L’Essentiel : Le tribunal a examiné les conclusions de M. [S] [T] et du ministère public, en lien avec sa demande de nationalité française. M. [S] [T], né le 9 février 1964 à [Localité 7], a fourni des preuves de sa naissance et de celle de son père, né en Algérie. Le ministère public n’a pas contesté sa nationalité. En vertu de l’article 23 du code de la nationalité française, le tribunal a reconnu M. [S] [T] comme de nationalité française, ordonnant la mention de cette décision sur son acte de naissance, tout en précisant que chaque partie conserverait ses propres frais.

Contexte de la procédure

Le tribunal a examiné les articles 56, 455 et 768 du code de procédure civile en lien avec les conclusions de M. [S] [T] et du ministère public. M. [S] [T] a déposé une assignation le 11 janvier 2023, suivie d’une communication de pièces le 11 septembre 2023. Le ministère public a notifié ses dernières conclusions le 4 juillet 2024, et l’affaire a été fixée à l’audience de plaidoiries du 13 novembre 2024.

Demande de constatation

Le ministère public a demandé au tribunal de constater la délivrance du récépissé prévu par l’article 1040 du code de procédure civile. Cette demande, bien que non constitutive d’une prétention, a été examinée. Le tribunal a confirmé que le ministère de la justice avait délivré le récépissé le 3 juillet 2023, rendant la procédure régulière.

Revendiquer la nationalité française

M. [S] [T] revendique la nationalité française, affirmant être né le 9 février 1964 à [Localité 7] de parents nés en Algérie, alors département français. Le ministère public n’a pas contesté cette nationalité et a demandé au tribunal d’apprécier la situation de M. [S] [T].

Charge de la preuve

Selon l’article 30 alinéa 1 du code civil, la charge de la preuve incombe à M. [S] [T], qui doit prouver sa naissance en France et celle de l’un de ses parents en Algérie. Il doit également établir un lien de filiation avec des actes d’état civil conformes aux exigences légales.

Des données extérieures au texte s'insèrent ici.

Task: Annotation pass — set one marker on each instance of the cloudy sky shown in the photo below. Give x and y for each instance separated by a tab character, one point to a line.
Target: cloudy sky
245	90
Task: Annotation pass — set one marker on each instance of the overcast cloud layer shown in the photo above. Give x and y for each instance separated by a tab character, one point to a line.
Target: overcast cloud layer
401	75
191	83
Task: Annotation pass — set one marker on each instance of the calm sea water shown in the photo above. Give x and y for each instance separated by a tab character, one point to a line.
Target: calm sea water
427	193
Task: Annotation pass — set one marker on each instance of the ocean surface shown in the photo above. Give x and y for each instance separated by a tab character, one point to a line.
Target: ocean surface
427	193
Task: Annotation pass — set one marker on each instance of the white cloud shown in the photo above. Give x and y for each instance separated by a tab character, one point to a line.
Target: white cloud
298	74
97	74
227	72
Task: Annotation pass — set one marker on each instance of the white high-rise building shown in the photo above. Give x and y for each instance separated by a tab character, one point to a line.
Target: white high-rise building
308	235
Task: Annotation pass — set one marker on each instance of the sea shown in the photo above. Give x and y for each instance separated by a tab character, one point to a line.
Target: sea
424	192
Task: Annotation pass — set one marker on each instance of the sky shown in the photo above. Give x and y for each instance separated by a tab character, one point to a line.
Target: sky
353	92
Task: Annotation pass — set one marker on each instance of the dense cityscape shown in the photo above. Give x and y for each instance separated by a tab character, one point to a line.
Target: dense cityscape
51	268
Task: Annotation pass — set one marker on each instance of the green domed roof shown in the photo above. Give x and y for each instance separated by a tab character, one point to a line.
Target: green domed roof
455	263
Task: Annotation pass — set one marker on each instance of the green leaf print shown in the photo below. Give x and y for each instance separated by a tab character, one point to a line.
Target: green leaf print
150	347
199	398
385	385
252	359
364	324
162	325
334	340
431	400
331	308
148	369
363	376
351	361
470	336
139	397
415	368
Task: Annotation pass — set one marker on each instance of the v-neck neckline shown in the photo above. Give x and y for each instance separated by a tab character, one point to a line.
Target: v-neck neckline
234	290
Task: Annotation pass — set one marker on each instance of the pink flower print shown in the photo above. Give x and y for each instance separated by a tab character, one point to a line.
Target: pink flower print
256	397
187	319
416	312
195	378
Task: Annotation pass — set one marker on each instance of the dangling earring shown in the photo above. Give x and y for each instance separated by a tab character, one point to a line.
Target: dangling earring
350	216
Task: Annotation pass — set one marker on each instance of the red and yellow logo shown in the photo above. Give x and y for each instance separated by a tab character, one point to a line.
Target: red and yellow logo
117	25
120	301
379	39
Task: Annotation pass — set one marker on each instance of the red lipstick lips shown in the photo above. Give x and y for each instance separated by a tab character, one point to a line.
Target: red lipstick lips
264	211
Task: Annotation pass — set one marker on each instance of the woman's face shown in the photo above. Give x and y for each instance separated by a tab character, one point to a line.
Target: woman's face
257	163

Éléments de preuve fournis

M. [S] [T] a fourni des preuves de sa naissance et de celle de son père, M. [I] [T], né en Algérie. La déclaration de naissance a été faite par le père, établissant ainsi le lien de filiation paternelle. Les documents fournis respectent les exigences de l’article 47 du code civil.

Décision du tribunal

Le tribunal a jugé que M. [S] [T] est de nationalité française en vertu de l’article 23 du code de la nationalité française. Il a ordonné la mention de cette décision en marge de l’acte de naissance de M. [S] [T].

Conséquences financières

Concernant les dépens, chaque partie conservera la charge de ses propres frais. La demande de M. [S] [T] au titre de l’article 700 du code de procédure civile a été rejetée.

Conclusion

Le tribunal a statué publiquement, confirmant la régularité de la procédure et la nationalité française de M. [S] [T], tout en ordonnant les mentions nécessaires et en précisant la répartition des dépens.

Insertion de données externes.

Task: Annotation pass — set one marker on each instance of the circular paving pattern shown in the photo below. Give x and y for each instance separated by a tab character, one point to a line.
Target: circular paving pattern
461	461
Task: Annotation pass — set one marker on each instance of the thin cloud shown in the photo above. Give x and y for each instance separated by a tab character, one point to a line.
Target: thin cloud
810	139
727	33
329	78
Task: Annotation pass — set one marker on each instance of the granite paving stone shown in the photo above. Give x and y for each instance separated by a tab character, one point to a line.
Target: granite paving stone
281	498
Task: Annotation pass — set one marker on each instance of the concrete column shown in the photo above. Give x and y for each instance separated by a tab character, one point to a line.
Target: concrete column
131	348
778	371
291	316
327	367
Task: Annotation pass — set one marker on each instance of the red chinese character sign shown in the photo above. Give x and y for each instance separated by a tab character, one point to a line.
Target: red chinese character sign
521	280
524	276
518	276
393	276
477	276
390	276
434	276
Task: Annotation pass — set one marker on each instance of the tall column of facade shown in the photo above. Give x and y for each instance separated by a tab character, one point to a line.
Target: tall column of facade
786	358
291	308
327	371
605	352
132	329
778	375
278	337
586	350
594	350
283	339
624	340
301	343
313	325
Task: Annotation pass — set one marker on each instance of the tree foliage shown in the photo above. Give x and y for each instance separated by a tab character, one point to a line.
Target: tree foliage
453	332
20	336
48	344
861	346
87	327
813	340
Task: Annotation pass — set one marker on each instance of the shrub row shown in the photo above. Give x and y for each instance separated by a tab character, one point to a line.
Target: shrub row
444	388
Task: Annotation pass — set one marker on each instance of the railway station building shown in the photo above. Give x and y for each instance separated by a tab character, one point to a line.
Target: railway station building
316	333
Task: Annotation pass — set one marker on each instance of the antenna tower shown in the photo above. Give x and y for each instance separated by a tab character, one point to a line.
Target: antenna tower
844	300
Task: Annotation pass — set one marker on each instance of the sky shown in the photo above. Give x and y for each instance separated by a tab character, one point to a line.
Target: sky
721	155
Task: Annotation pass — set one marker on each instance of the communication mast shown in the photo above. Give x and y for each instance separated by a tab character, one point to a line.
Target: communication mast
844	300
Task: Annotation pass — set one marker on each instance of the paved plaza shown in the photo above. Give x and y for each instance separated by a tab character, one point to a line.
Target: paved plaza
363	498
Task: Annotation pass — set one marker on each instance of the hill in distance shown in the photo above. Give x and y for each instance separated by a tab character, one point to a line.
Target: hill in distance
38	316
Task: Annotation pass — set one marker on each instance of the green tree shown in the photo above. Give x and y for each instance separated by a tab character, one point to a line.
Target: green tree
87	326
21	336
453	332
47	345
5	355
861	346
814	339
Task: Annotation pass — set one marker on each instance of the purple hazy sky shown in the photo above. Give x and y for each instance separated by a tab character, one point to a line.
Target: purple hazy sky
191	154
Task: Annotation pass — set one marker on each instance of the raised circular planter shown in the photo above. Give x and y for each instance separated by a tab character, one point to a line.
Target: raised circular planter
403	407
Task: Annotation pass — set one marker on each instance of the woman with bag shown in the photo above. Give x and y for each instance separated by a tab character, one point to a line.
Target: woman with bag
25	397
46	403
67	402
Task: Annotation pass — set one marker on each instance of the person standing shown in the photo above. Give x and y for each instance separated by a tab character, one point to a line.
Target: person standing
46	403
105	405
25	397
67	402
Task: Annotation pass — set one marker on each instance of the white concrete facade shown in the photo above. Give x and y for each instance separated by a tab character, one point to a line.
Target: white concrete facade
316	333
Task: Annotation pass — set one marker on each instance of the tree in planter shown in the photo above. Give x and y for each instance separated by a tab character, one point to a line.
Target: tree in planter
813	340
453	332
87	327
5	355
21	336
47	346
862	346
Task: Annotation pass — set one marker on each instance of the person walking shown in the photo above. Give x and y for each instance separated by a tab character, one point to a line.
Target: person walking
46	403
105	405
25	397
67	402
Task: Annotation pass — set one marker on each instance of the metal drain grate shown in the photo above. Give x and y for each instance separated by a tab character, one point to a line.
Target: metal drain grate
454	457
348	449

Q/R juridiques soulevées :

Quelles sont les conditions de régularité de la procédure selon l’article 1040 du code de procédure civile ?

La régularité de la procédure est établie par l’article 1040 du code de procédure civile, qui stipule que dans toutes les instances où s’élève à titre principal ou incident une contestation sur la nationalité,

une copie de l’assignation doit être déposée au ministère de la justice, qui en délivre récépissé. En l’espèce, le ministère de la justice a délivré ce récépissé le 3 juillet 2023,

ce qui signifie que la condition de l’article 1040 est respectée. Ainsi, le tribunal a jugé que la procédure est régulière au regard de ces dispositions.

Comment se définit la charge de la preuve en matière de nationalité selon l’article 30 du code civil ?

L’article 30 alinéa 1 du code civil précise que la charge de la preuve en matière de nationalité incombe à celui qui revendique la qualité de Français,

lorsqu’il n’est pas déjà titulaire d’un certificat de nationalité délivré à son nom conformément aux articles 31 et suivants du même code.

Dans le cas présent, M. [S] [T] n’étant pas titulaire d’un certificat de nationalité française, il doit prouver sa naissance en France ainsi que celle de l’un de ses parents sur le territoire des départements français d’Algérie.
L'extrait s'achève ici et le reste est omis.